Layer 3 (routed network) problems
Another class of problems affects a VLAN's connectivity to the rest of a Layer 3 network. In these cases, the VLAN operates correctly, but its external connectivity doesn't work. If admins can ping at least one other system on the subnet, basic Layer 2 connectivity is working, and it's likely a Layer 3 problem. There are exceptions, so be open to alternative scenarios.
If the problem is with a single endpoint, check that its IP address is in the right subnet and has the right subnet mask. An incorrect configuration could result from a typo in the configuration process or a wrong VLAN ID configuration on the endpoint's switch interface, which puts it in the wrong VLAN/subnet.
Admins should be able to ping the default gateway on the subnet, as well as adjacent systems on the same subnet. If adjacent systems respond to ping but the default gateway doesn't, then two possible scenarios are causing the issue.
The first option is the default gateway isn't properly configured. This could be a missing switch virtual interface (SVI), or the router that connects the VLAN to the Layer 3 routed network is missing, misconfigured or not in an "up" operational state. Admins should diagnose the SVI or router connection next and, when it is validated, go back to the failing endpoint. Further testing may require admins to return to the Layer 2 testing scenarios described above.

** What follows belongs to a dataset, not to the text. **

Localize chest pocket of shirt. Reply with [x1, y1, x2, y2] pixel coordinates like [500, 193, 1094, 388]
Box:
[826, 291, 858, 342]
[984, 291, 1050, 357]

The second possibility is the endpoint's default gateway subnet mask is wrong. The symptom of this scenario is the endpoint can ping some, but not all, other endpoints within the VLAN/subnet. Whether it can reach the default gateway and have packets properly routed back depends on the specific addresses involved. Again, this is a case where network validation automation is a great help.
Network troubleshooting is always best using a divide-and-conquer approach. Observe the symptoms, and determine if the problem is at the physical layer, data link layer, routed layer or application layer. Determine where connectivity fails and why, and then start checking specific items related to that layer. Test for each potential failure to identify where the problem lies, and identify what needs to be corrected. VLAN troubleshooting is a valuable skill learned through experience.